More than 180 volunteers worked with Arboretum garden staff at our annual Earth Day work-service event on April 22, pulling noxious weeds and beautifying our little slice of the planet! The volunteers worked on eight restoration projects around the park and hauled more than 80 cubic yards of ivy, blackberry, and other weeds out of plant collections and natural areas.

The day began with a gathering and group photo on Crabapple Meadow. After welcome speeches from representatives of the Arboretum partners—Jane Stonecipher of the Arboretum Foundation, Christina Owen of UW Botanic Gardens, and Matthew Hilliard of Seattle Parks and Recreation—the volunteers were sorted into groups and escorted to their work sites.

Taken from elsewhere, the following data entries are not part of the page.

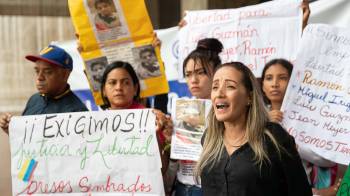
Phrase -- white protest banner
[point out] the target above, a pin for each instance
(317, 102)
(253, 35)
(86, 152)
(189, 116)
(170, 51)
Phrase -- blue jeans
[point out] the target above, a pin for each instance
(187, 190)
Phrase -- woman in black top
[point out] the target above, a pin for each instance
(243, 153)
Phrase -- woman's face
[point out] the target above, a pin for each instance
(275, 83)
(199, 83)
(119, 89)
(229, 96)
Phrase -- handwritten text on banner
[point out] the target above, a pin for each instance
(253, 35)
(317, 102)
(87, 152)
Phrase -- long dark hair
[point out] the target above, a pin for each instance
(119, 65)
(206, 53)
(285, 63)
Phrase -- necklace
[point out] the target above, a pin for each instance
(237, 141)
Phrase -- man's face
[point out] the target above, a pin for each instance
(50, 79)
(97, 72)
(147, 58)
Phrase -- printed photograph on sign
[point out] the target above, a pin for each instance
(107, 17)
(146, 65)
(95, 69)
(190, 120)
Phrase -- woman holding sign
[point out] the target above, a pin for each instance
(244, 153)
(274, 81)
(198, 71)
(120, 89)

This included a special site designated for families with students in the Arboretum’s Fiddleheads Forest Preschool.

Volunteers removing invasive yellow-flag iris from the stream bank at lower Rhody Glen.

UW Botanic Gardens horticulture manager David Zuckerman provided statistics from his team’s projects. On the Oak Knoll, just west of the Graham Visitors Center, volunteers worked with Darrin Hedberg and Shea Cope to haul out four truckloads of ivy and blackberry, or approximately 15 cubic yards of weeds. In lower Rhododendron Glen, gardeners Ron Schmaltz and Lincoln Erbeck supervised volunteers in removing five and a half truckloads of blackberry. “Also,” said David, “this group got the award for the most labor-intensive task: removing about 400 square feet of invasive yellow-flag iris from along the stream bank above Azalea Way pond.”

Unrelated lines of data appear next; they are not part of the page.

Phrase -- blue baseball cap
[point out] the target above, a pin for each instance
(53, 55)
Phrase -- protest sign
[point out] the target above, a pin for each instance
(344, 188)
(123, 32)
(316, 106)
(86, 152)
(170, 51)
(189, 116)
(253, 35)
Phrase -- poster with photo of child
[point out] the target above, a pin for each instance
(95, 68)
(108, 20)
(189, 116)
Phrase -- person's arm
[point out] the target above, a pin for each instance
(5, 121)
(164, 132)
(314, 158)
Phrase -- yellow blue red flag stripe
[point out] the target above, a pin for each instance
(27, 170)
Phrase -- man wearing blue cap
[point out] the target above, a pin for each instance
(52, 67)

Nuria Navarro and Patrick Holigores worked with volunteers at the south end of the Loop Trail to remove eight and a half yards of ivy. At the Holly Collection, Ryan Garrison and Sloane Palmer led a group of volunteers that removed eight cubic yards of blackberry and ivy. Along the Broadmoor fence, Kevin Rusch, Russell Botulinski, and Megan Westcott supervised volunteers in the removal of 20 cubic yards of ivy.

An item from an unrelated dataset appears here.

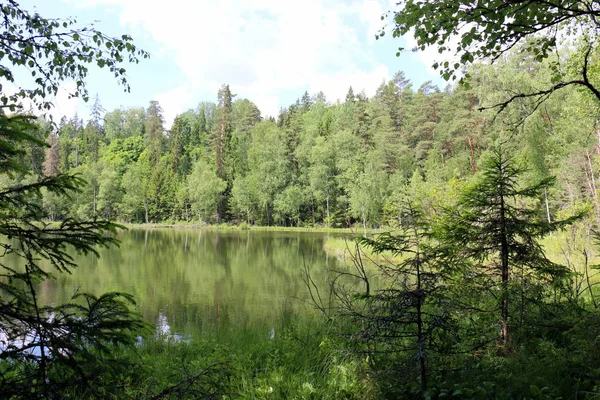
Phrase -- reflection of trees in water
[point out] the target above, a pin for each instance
(203, 279)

The volunteer crew working in the Arboretum wetlands. (Photo by Karen Stener)

Karen Stener, Seattle Parks and Recreation’s senior gardener at the Arboretum, reported that she and Jacob Gunden worked with volunteers on south end of Azalea Way to remove about 10 cubic yards of ivy. And Parks gardeners Matthew Hilliard and Daniel Quebral supervised volunteers on a project in the Arboretum wetlands resulting in the removal of about 10 cubic yards of ivy and blackberry.

The full Parks crew—including Don Williams, Romaine Jackson, and Karlene Jones—also organized and set up tents, tables, and trash cans in Crabapple Meadow, and removed them at end of event. Don and Romaine also took care of debris clean-up and hauling for the Parks department projects.

two women in kimonos at a garden party

The ivy-weeding crew working at the south end of Azalea Way.

The Arboretum Foundation coordinates volunteer recruitment for the Earth Day event, and our new Volunteer Programs Manager, Lily King, did a great job ensuring a fabulous turn out.

THANKS! A huge thanks to every single volunteer who joined us! Groups from 10 local companies came out to help. Thanks to our partners at UW Botanic Gardens and Seattle Parks and Recreation. We are also very grateful to our community partner, the Student Conservation Association, and our generous corporate sponsors, D.A. Davidson and Nestlé.

Having fun with blackberry canes by the Arboretum Loop Trail.

Garden staff from UWBG and Parks celebrate the day’s haul of weeds. (Photo by David Zuckerman)

Arboretum partners: Christina Owen from UWBG, Matthew Hilliard from Seattle Parks, and Jane Stonecipher from the Foundation welcomed the volunteers on Crabapple Meadow.